Who are the Maoists? They are members of the banned Communist party of India (Maoist) – CPI (Maoist) – one of the several descendants of the Communist Party of India (Marxist-Leninist), which led the 1969 Naxalite uprising and was subsequently liquidated by the Indian government. The Maoists believe that the innate, structural inequality of Indian society can only be redressed by the violent overthrow of the Indian state. In its earlier avatars as the Maoist Communist Centre (MCC) in Jharkhand and Bihar, and the People's War Group (PWG) in Andhra Pradesh, the Maoists had tremendous popular support. (When the ban on them was briefly lifted in 2004, 1.5 million people attended their rally in Warangal.)

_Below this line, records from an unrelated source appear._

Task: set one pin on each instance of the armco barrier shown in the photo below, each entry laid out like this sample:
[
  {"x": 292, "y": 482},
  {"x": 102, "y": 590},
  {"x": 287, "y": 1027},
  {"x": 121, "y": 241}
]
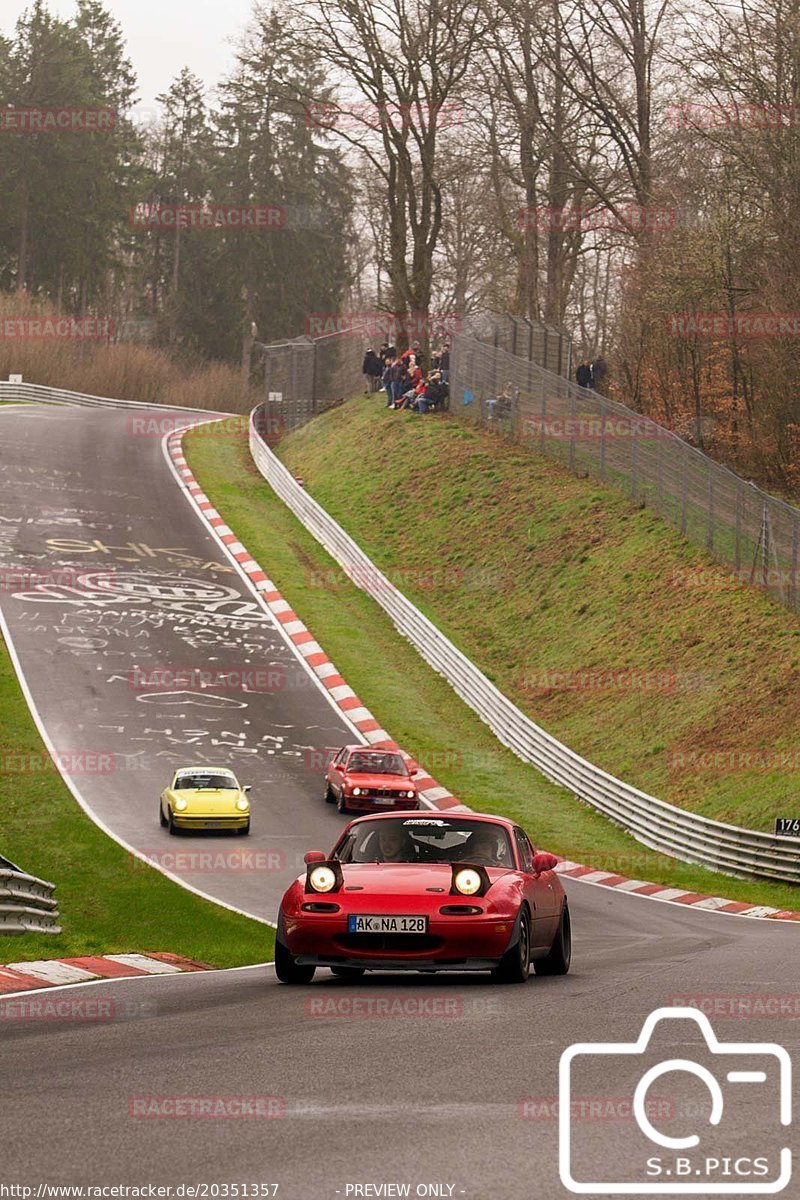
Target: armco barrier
[
  {"x": 43, "y": 395},
  {"x": 26, "y": 904},
  {"x": 660, "y": 826}
]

But eventually their intercession in Andhra Pradesh ended badly. They left a violent legacy that turned some of their staunchest supporters into harsh critics. After a paroxysm of killing and counter-killing by the Andhra police as well as the Maoists, the PWG was decimated. Those who managed to survive fled Andhra Pradesh into neighbouring Chhattisgarh. There, deep in the heart of the forest, they joined colleagues who had already been working there for decades.

Not many "outsiders" have any first-hand experience of the real nature of the Maoist movement in the forest. A recent interview with one of its top leaders, Comrade Ganapathy, in Open magazine, didn't do much to change the minds of those who view the Maoists as a party with an unforgiving, totalitarian vision, which countenances no dissent whatsoever. Comrade Ganapathy said nothing that would persuade people that, were the Maoists ever to come to power, they would be equipped to properly address the almost insane diversity of India's caste-ridden society. His casual approval of the Liberation Tigers of Tamil Eelam (LTTE) of Sri Lanka was enough to send a shiver down even the most sympathetic of spines, not just because of the brutal ways in which the LTTE chose to wage its war, but also because of the cataclysmic tragedy that has befallen the Tamil people of Sri Lanka, who it claimed to represent, and for whom it surely must take some responsibility.

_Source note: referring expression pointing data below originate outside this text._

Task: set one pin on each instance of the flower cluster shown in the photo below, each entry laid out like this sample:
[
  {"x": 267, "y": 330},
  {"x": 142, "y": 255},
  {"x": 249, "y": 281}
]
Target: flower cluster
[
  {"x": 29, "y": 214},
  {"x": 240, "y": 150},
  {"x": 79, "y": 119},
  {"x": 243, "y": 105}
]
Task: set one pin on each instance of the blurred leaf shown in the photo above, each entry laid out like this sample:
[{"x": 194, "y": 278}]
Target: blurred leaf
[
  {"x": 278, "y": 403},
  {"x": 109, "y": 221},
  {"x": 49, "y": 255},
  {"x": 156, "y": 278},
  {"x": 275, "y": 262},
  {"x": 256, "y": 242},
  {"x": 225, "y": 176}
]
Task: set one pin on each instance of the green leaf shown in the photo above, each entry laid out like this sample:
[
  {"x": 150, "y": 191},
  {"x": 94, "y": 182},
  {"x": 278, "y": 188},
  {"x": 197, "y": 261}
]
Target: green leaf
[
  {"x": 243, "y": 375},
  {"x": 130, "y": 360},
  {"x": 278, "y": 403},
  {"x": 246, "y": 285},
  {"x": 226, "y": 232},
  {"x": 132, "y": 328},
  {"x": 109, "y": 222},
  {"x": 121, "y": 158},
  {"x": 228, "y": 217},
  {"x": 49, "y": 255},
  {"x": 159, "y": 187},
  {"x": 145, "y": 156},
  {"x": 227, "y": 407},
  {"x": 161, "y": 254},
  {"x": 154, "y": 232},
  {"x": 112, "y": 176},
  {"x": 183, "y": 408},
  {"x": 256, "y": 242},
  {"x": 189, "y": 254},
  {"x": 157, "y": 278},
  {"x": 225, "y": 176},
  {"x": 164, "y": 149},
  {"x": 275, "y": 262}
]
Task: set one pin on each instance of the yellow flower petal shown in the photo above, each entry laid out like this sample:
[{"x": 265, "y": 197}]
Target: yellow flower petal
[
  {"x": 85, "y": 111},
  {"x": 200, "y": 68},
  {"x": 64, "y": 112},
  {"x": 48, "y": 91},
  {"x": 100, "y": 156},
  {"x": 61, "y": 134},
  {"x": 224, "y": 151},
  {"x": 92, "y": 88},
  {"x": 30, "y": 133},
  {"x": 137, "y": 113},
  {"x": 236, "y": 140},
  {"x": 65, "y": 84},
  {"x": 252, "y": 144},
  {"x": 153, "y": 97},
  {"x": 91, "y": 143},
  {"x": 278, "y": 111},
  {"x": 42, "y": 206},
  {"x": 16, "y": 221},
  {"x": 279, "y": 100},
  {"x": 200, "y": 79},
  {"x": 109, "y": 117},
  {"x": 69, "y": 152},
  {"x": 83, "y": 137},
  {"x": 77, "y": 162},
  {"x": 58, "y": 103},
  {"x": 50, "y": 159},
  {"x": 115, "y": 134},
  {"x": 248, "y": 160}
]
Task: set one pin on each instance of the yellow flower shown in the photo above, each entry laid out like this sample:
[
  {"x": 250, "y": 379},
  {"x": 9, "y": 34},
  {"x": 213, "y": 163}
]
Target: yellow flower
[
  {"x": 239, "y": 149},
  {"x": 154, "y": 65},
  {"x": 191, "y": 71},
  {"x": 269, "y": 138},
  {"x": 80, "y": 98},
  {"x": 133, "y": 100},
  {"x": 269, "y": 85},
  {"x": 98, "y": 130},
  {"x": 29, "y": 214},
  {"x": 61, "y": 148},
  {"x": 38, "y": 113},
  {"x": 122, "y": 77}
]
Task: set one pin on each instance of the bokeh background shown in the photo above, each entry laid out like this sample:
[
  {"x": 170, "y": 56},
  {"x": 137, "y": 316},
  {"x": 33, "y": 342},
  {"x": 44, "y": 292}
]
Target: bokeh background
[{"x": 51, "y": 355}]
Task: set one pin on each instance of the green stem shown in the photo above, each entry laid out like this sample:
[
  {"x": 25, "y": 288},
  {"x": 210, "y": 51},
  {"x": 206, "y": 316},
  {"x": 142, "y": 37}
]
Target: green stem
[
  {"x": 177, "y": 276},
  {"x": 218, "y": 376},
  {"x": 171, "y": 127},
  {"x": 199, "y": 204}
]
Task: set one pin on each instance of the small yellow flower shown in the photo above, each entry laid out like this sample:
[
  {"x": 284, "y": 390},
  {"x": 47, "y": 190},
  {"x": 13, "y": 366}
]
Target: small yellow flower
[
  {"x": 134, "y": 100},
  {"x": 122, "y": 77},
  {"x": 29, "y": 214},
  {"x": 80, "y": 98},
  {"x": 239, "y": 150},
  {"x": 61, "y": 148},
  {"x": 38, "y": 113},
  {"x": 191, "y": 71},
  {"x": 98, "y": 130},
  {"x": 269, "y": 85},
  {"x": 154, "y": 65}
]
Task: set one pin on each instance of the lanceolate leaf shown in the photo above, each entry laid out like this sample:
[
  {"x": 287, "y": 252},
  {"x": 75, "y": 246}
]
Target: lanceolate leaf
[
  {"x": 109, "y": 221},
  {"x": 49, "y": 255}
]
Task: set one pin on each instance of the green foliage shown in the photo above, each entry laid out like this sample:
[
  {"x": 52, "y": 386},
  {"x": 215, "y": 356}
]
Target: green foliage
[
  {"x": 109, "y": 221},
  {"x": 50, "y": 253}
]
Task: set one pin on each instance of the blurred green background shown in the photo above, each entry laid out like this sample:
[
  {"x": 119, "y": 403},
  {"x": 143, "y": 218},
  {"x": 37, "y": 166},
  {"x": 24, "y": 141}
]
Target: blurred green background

Right now in central India, the Maoists' guerrilla army is made up almost entirely of desperately poor tribal people living in conditions of such chronic hunger that it verges on famine of the kind we only associate with sub-Saharan Africa. They are people who, even after 60 years of India's so-called independence, have not had access to education, healthcare or legal redress. They are people who have been mercilessly exploited for decades, consistently cheated by small businessmen and moneylenders, the women raped as a matter of right by police and forest department personnel. Their journey back to a semblance of dignity is due in large part to the Maoist cadre who have lived and worked and fought by their side for decades.